Auch mit modifiziertem Programm bleiben die Anmeldungen aus
Das Projekt ist aber dann nicht so ins Laufen gekommen, wie sich das die Verantwortlichen vorgestellt hatten. Sowohl die Klinik als auch der Projektträger signalisierten, dass das Angebot auf wenig Resonanz stieß. Erste Vermutungen, dass es sich dabei um bloße Anlaufschwierigkeiten für eine neue Sache handelte, bewahrheiteten sich aber nicht. Deshalb gab es im Oktober vergangenen Jahres eine Runde zwischen Klinik, Projektträger und Kreisjugendamt. In den Gesprächen wurde vereinbart, die zunächst ganztägig geplanten Schulungen zu entzerren und in zwei Teile zu trennen. Ferner wurde die Wegweiserberatung für Hilfe suchende Familien gestrichen, diese soll stattdessen vom psychologischen Dienst der Klinik erbracht werden. Und schließlich wurden die ursprünglich vorgesehenen Präsenzzeiten der Fachkraft in eine Rufbereitschaft umgewandelt.

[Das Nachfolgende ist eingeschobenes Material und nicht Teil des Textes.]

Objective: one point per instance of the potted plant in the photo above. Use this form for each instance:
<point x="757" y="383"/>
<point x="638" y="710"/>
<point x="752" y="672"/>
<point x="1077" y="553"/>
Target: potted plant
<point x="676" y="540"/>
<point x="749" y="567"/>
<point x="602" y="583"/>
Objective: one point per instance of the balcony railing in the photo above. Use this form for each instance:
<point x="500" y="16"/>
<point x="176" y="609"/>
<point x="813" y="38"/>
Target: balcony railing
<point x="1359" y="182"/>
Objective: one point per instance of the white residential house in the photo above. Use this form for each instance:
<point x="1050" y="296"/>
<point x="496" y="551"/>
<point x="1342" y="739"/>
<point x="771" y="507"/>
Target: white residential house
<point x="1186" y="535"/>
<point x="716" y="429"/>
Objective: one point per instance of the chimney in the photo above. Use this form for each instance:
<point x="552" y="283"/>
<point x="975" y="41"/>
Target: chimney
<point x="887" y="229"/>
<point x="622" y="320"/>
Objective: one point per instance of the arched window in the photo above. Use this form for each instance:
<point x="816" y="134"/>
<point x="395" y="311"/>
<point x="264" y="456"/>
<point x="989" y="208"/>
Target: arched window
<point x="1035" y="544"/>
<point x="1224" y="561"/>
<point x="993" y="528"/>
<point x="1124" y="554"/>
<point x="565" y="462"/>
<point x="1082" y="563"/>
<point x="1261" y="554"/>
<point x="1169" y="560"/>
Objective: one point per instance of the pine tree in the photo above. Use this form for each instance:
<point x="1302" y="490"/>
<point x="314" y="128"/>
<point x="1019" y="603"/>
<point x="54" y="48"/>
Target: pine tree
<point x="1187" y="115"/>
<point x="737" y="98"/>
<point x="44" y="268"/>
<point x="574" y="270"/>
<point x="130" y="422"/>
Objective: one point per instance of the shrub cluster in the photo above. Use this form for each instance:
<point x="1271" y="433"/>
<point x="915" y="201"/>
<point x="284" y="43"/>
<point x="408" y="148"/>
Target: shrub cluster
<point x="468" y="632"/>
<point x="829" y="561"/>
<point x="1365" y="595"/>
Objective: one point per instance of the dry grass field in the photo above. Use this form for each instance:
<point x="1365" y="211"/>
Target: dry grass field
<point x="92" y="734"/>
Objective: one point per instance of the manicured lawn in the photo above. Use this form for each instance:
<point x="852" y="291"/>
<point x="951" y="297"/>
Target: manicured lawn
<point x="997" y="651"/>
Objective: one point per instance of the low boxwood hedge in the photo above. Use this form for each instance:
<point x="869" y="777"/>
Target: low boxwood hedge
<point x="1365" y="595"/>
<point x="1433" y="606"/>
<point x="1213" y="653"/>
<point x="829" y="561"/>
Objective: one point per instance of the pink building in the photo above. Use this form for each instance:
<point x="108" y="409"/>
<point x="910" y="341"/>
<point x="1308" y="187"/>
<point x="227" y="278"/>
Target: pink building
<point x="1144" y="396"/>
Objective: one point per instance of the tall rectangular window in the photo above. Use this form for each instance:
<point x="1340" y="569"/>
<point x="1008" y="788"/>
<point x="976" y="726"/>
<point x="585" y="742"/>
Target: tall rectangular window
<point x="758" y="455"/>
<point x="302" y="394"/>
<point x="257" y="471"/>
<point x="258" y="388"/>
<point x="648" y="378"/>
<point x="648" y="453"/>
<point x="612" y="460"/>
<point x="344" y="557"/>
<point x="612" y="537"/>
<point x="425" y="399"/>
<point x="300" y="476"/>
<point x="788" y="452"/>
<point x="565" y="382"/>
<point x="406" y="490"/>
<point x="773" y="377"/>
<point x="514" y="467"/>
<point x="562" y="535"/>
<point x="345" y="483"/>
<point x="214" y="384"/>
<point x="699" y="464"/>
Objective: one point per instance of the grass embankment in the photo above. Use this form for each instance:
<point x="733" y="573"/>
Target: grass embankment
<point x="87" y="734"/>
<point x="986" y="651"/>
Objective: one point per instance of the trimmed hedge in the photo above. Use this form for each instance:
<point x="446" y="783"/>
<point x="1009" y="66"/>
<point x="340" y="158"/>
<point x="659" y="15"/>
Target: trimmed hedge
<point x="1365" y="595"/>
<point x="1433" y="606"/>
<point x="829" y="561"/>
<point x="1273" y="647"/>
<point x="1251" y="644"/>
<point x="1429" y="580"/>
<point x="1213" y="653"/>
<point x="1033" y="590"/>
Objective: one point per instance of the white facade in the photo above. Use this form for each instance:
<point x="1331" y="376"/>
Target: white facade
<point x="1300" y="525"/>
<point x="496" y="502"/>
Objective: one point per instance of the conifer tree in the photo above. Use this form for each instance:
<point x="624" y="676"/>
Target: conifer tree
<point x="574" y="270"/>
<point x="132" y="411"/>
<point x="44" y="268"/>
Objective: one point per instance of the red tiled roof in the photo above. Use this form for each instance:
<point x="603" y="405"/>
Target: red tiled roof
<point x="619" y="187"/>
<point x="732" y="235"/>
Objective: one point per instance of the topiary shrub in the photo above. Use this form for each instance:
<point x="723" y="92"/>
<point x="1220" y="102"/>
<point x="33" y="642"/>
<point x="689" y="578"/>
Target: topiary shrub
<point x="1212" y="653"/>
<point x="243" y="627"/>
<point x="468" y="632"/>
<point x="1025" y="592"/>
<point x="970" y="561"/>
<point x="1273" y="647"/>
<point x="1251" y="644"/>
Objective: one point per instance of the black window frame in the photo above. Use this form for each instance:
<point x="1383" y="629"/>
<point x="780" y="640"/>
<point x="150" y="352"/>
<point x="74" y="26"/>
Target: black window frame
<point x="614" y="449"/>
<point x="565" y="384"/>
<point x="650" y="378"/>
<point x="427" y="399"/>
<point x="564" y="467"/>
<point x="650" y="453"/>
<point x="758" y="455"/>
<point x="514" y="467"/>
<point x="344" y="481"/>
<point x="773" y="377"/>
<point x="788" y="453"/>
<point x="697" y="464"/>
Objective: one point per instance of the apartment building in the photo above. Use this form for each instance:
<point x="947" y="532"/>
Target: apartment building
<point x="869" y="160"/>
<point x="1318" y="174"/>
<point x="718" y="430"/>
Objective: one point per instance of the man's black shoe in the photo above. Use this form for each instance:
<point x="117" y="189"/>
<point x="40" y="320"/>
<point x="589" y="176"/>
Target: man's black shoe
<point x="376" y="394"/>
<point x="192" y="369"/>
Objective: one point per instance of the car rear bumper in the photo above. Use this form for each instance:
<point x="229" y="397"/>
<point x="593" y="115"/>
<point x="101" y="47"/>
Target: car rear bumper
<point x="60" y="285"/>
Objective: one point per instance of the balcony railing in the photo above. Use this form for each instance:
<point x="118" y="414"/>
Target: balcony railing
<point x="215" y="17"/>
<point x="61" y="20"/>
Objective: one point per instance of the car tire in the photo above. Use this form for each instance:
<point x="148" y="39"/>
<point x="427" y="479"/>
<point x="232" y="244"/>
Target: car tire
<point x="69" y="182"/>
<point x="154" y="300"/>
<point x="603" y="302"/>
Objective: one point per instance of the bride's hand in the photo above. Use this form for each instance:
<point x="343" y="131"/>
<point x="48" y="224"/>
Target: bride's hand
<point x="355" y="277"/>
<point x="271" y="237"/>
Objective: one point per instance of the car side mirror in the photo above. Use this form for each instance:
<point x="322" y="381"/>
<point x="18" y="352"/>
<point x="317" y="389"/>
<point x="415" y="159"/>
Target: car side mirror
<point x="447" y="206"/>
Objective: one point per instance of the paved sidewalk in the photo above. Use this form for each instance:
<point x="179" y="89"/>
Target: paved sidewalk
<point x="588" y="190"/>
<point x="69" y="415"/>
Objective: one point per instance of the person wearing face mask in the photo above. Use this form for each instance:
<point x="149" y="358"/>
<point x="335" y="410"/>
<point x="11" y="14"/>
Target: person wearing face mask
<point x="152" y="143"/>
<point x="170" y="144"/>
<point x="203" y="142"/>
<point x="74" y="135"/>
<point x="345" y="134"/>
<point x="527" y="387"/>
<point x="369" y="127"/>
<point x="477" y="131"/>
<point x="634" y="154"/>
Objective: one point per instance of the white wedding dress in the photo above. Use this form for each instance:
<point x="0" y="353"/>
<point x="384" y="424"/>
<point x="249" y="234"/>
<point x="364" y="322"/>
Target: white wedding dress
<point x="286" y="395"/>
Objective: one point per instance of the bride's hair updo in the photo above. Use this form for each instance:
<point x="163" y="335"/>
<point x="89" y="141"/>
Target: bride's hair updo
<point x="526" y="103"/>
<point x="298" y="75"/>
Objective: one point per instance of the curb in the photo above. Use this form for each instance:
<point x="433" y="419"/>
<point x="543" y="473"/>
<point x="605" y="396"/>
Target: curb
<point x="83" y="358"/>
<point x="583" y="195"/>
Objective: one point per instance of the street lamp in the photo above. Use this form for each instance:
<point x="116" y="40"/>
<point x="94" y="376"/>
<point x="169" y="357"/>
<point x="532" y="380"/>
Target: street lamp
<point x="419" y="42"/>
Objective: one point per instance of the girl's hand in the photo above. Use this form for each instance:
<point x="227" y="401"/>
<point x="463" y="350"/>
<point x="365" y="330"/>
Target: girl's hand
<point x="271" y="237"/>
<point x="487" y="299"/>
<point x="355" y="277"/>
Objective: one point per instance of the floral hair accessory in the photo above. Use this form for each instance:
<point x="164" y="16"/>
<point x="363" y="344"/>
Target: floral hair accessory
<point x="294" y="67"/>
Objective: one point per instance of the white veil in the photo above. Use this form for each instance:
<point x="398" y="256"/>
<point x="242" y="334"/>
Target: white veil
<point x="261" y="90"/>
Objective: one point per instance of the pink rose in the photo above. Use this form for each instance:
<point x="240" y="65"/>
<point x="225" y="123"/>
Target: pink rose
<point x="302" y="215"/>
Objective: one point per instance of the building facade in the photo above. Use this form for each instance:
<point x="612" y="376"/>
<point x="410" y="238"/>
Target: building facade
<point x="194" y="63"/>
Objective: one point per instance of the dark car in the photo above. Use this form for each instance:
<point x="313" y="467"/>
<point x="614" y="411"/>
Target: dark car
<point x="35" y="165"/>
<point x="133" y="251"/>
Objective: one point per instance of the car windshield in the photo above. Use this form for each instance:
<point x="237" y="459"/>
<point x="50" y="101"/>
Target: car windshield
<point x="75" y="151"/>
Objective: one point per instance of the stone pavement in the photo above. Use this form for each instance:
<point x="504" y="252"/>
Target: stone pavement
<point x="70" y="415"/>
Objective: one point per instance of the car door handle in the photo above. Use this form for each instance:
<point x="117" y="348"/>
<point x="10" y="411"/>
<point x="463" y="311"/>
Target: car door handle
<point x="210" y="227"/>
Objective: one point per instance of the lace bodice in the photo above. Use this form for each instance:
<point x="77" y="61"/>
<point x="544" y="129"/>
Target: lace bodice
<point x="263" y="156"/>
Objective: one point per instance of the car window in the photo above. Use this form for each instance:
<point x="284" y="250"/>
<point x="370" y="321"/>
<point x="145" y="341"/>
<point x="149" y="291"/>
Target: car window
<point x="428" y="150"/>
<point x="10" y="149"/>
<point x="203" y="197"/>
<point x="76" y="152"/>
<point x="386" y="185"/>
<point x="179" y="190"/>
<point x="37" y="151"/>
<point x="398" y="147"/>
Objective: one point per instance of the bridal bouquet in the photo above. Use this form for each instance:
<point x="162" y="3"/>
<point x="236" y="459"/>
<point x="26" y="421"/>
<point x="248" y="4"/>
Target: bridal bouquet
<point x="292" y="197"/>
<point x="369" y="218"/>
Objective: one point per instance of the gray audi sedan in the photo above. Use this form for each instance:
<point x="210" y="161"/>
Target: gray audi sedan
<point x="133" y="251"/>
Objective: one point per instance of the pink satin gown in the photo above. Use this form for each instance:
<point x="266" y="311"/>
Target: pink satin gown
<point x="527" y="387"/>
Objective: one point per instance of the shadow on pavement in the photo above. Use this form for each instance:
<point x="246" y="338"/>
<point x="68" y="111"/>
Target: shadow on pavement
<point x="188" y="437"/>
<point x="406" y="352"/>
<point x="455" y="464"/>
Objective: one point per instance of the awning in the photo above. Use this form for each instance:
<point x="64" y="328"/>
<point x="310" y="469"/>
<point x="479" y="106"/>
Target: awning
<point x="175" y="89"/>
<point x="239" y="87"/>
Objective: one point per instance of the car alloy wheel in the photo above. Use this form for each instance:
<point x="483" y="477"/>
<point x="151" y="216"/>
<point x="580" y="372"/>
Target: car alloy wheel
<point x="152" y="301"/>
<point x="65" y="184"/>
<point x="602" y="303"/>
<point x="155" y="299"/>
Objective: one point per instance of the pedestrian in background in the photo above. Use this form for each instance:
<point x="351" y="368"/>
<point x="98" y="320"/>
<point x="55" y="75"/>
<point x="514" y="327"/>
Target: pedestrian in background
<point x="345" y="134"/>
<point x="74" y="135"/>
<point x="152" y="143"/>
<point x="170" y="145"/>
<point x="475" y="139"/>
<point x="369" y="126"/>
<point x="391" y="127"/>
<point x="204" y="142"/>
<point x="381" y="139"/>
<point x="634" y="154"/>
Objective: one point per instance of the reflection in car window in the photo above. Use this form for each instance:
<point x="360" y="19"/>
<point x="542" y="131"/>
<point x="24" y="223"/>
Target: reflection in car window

Trotz dieser Änderungen blieben aber die Anmeldungen aus, sodass keine Kurse stattfinden konnten. Lediglich zwei Beratungssequenzen kamen bislang zustande. Damit steht das Projekt nun auf der Kippe. Bevor es aber eingestellt wird, will die Klinikleitung, wie Gläss berichtete, noch einmal Möglichkeiten des Nachjustierens ausloten.
„Die Botschaft könnte sehr viel erfreulicher sein“, räumte Gläss ein, während Landrat Richard Sigel bekannte: „Wir wollten berichten, auch wenn’s mal nicht so gut läuft.“ Alexander Bauer (SPD) warf derweil die Frage auf, wo die Gründe für die mangelnde Resonanz liegen. Sigel warnte jedoch davor, die Schuld hin oder her zu schieben, und versicherte: „Die Klinikleitung will das Projekt.“ Man sei mit Nachdruck dahinter her und wolle das Beste herausholen.